There are some limitations to this study. While this study clearly defines (un)healthy behaviours by combining the four most widely used lifestyle indicators, the computation of our composite HB can be challenged as crude since we included only four levels. On the spectrum between super-healthy and unhealthy, there are numerous combinations that lean towards being quite healthy or quite unhealthy. However, it was beyond the scope of the current paper to develop a healthy lifestyle index as measured by the expected life-year losses associated with all the 60 possible lifestyle combinations (i.e. 2 smoking levels * 2 alcohol levels * 3 PA-levels * 5 BMI levels). Rather, we chose to concentrate on those combinations that are clearly unhealthy or healthy. More research is needed to create a fine-grained composite measure of (un)healthy behaviour, whereby weights reflect the expected disease burden that results from various lifestyle combinations. Secondly, to enable a direct comparison with the recent review [6], instead of conducting a mediation analysis, we adopted a simple calculation focusing on the tertiary education level to understand the effect of HB on explaining the education gradient in health and wellbeing.

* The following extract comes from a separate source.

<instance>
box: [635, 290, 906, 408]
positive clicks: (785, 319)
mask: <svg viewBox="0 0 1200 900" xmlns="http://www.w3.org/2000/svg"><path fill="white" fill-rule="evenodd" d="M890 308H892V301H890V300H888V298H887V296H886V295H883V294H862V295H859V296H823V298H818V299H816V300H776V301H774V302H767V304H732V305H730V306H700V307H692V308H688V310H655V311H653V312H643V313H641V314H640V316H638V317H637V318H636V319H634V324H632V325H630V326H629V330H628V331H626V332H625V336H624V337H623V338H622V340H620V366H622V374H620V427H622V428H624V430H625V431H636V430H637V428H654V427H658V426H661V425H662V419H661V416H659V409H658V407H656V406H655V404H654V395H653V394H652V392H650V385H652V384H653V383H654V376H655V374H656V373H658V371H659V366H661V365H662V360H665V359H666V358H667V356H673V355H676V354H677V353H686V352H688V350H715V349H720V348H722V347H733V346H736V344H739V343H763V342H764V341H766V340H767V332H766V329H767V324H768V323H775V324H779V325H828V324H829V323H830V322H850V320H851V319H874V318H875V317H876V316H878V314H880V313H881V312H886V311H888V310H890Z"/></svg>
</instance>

Finally, as always with cross-sectional data, our study explores associations, and could not claim causality. A general problem when using cross-sectional data to study the hypothesized positive effects of healthy behaviour on health outcomes is that of reverse causality [39]. For example, there is no way to tell whether study members who observe a healthy lifestyle did not have a previous change in their quality of life which motivated the behavioral change. However, in an attempt to reduce this problem, we rerun the full regression models on a sample where we exclude respondents whose health profile suggest they might be less capable to undertake physical activity, i.e., those who had reported severe and/or extreme problems on at least one of the first four dimensions of the EQ-5D-5 L. The findings are generally consistent with the main results from the full sample, implying that educated individuals with healthy lifestyle are healthier and happier compared to less educated people with poor lifestyle. It lies beyond the scope of the current paper to include theoretical discussions of the relationship between health behaviours and quality of life or any other measure of wellbeing (see e.g., [40, 41]). More research is needed to provide insights into these social and psychological pathways, preferably by use of longitudinal data.